28"There will be weeping there, and gnashing of teeth, when you see Abraham, Isaac and Jacob and all the prophets in the kingdom of God, but you yourselves thrown out. 29People will come from east and west and north and south, and will take their places at the feast in the kingdom of God. 30Indeed there are those who are last who will be first, and first who will be last."*

I’ve debated about this verse with my dad, and I didn’t exactly know how to express the fact that this is the temporary state of things. Of course, I guess we were talking about the bare statement in Matthew which has been condensed and abstracted from its original context, so discussing this passage in Luke might’ve helped.

But what can you say to this? If you can’t provide a convincing argument for how this is meant as a description of a temporary state of things, then detractors will use it as fuel to interpret ‘all’ and ‘everyone’ in other verses very narrowly.

I guess the best thing I could say is that in the context of Jesus’ statement that he will draw all men, and Paul’s statement that all Israel will be saved, the permanent interpretation of this passage is questionable.

Or, I guess I would actually say that the context is of a specific time and place where there will be a feast where everyone will gather and Jesus did not want to hint that those who proclaimed themselves as God’s own would be saved in this saying because that would dilute his point and they wouldn’t despair for salvation (in order to undo their self-righteousness) as they should.

Beyond this I don’t know if there’s a better explanation, perhaps involving translation and original manuscript issues or context.

Any help would be most appreciated, as this is probably the most difficult verse in this regard, to my mind.


Excuse me, here’s the other verse I was talking about:

Matthew 7

13"Enter through the narrow gate. For wide is the gate and broad is the road that leads to destruction, and many enter through it. 14But small is the gate and narrow the road that leads to life, and only a few find it.

This is even more specific, saying that few will find the gate to life, which creates more problems, especially because it has no discernible context.


In short, the gate will always be narrow and Jesus will always be the only way while the Bible doesn’t teach that punishments in hell have to literally last forever.

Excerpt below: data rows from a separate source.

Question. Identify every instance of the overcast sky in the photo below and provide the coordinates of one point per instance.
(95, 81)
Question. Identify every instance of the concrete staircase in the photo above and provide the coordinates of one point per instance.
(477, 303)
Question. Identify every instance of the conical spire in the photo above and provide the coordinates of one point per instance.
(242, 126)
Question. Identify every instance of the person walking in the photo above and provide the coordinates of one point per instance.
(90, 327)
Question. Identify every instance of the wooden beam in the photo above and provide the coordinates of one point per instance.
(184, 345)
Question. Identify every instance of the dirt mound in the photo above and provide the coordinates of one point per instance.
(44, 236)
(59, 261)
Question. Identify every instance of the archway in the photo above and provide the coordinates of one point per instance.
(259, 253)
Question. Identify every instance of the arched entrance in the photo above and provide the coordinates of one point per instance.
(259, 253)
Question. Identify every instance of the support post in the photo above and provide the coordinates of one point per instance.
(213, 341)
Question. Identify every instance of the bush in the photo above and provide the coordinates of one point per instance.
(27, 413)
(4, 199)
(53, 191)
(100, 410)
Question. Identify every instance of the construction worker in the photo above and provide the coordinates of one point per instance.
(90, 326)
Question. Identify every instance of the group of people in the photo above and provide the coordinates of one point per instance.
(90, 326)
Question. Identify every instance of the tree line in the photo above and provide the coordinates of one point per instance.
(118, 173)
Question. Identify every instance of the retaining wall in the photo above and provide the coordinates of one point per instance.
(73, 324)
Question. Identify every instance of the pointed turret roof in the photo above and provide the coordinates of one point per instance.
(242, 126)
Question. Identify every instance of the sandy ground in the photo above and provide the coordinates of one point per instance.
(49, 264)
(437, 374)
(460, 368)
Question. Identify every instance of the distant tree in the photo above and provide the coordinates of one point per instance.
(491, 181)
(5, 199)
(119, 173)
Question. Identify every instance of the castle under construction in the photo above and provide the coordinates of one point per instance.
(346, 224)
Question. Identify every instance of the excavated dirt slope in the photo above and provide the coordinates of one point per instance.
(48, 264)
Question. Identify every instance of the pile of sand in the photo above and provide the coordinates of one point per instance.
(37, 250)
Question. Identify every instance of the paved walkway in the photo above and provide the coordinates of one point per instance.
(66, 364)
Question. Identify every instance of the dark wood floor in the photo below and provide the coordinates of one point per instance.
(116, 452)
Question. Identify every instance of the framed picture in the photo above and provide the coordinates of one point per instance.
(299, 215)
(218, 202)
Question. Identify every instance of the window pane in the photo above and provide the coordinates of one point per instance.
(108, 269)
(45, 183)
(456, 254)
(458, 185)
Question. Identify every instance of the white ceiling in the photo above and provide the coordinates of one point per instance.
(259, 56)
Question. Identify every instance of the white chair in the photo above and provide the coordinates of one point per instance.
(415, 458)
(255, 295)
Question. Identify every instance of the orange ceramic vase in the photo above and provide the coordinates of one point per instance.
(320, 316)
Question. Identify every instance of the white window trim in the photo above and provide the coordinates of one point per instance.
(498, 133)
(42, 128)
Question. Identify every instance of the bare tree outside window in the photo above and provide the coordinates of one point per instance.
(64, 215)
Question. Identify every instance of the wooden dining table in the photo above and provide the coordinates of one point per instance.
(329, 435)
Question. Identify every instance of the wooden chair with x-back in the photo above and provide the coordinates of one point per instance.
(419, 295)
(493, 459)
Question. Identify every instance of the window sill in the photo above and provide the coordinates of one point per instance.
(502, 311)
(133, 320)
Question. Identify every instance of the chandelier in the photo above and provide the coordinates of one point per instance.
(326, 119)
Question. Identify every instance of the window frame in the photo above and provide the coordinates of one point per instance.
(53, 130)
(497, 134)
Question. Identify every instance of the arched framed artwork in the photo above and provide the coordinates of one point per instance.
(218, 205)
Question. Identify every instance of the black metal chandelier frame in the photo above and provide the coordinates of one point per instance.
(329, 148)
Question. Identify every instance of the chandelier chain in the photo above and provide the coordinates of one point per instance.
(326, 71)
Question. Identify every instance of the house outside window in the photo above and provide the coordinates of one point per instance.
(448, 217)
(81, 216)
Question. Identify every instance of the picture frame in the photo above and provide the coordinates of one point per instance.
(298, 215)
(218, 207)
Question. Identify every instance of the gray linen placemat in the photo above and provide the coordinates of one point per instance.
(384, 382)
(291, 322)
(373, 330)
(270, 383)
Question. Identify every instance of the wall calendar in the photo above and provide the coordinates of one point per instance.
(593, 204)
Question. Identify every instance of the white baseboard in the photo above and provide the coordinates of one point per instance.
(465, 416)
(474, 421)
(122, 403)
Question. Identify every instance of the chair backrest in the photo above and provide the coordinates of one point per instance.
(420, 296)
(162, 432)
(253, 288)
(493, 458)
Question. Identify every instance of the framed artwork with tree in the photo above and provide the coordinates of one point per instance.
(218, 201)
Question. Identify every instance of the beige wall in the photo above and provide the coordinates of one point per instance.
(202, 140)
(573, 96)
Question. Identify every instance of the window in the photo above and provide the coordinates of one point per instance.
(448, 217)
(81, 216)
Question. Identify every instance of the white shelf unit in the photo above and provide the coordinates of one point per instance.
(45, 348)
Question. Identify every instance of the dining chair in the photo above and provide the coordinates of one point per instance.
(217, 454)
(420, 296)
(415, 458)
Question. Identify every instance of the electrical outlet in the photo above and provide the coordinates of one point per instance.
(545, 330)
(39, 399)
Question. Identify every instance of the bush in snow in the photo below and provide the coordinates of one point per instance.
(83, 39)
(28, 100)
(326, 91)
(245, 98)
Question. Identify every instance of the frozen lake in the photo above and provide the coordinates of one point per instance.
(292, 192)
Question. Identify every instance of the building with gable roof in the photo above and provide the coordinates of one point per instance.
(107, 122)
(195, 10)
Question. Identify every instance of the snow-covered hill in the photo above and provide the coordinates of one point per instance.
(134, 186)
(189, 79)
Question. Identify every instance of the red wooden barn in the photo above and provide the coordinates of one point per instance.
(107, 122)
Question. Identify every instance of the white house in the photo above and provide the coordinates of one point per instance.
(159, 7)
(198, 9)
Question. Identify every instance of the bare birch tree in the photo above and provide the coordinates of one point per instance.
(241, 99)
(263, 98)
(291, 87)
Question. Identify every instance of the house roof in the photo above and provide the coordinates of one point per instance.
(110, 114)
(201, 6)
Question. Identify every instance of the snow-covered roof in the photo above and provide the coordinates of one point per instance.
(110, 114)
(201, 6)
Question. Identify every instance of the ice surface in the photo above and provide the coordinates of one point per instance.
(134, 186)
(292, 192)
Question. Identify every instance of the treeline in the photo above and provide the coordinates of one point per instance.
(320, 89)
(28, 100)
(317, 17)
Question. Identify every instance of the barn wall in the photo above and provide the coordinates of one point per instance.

See a similar discussion [Only a few find it.).


Actually, I think this passage can be read as a great encouragement; it is assuring us that just because God’s love is vast as the universe, the standards remain unchanged. The means of God accomplishing the “entry” of each one of us into His kingdom is not by lowering the standard at all; rather, it can be seen as a statement of the thoroughness of God’s work in those redeemed. God never promised us it would be necessarily easy or pain free; but He does seem to promise it will be accomplished; completely accomplished – His victory is total and complete. And many will likely resist (that is the nature of sin) and thus take the broad road; the narrow gate however remains our final destination and God will see to it in His time.